We have limed and mowed the field already this Spring, and we still have the little boogers!


----------



## Rascaholic (Oct 4, 2010)

Thanks, and I will ask about the ground pending the outcome of the soil test. How long does it actually take for the test results? I will get it limed in the mean time. I need to do the yard again anyways.


----------



## maura (Nov 21, 2009)

Roos, lime isn't a quick fix. I've heard estimates of 1 -3 years before spread lime actually changes the soil chemistry. 

And once you have them, besides the lime and fertilizer, you have to either rest or rotate the pasture to give the desirable grasses to out compete them. 

Horses don't eat them unless they're desparate, so if the pasture is grazed, the good grasses will continue to be pressured and the buttercups and other weeds will flourish.


----------



## Rascaholic (Oct 4, 2010)

maura said:


> Horses don't eat them unless they're desparate, so if the pasture is grazed, the good grasses will continue to be pressured and the buttercups and other weeds will flourish.

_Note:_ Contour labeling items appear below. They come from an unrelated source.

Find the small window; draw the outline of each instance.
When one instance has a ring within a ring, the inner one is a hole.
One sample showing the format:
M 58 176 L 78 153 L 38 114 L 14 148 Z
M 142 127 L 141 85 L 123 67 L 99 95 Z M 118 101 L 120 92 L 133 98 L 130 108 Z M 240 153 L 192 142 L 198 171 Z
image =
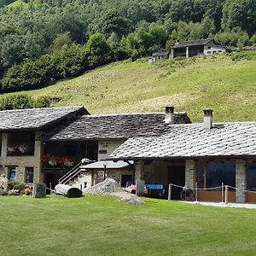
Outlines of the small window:
M 11 167 L 11 168 L 9 168 L 9 180 L 15 180 L 15 178 L 16 178 L 16 168 L 15 167 Z
M 26 168 L 26 183 L 32 183 L 34 180 L 34 168 L 27 167 Z
M 256 161 L 247 162 L 247 189 L 256 191 Z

We did overgraze it in the fall last year. Fencing wasn't in the budget, and I won't touch the emergency fund. I honestly didn't even think of stressing it. Hmm what is it they say about hind sight... Temporary fencing it is till this recovers enough to eradicate them without leaving a mud bog if it rains.


----------



## Royal Pine Buck (May 28, 2011)

usually horses won't touch buttercups as they are extremely bitter (if the horse is starving they might try to eat them ,but that is probably not your case  )

routine mowing a fields is good management against weeds. it doesn't have to be mowed low, but mowed often.


----------



## PaintHorseMares (Apr 19, 2008)

Royal Pine Buck said:


> routine mowing a fields is good management against weeds. it doesn't have to be mowed low, but mowed often.


That is what we do...doesn't get rid of all the weeds, but it does help from them choking out all the grass.


----------



## kiwi79 (Nov 11, 2011)

I use a broad leaf spray called Tordon Pasture Boss which is great for killing off buttercup. Unfortunately it also kills the kikuyu grass which isnt the best grass but great for summer because its so hardy and keeps growing in drought situations. 
If I cant be bothered spraying then I just take the tops off with a weed eater to slow it down and let the other grass grow through. 
I have never tried using vinegar though, will definitely have a go!


----------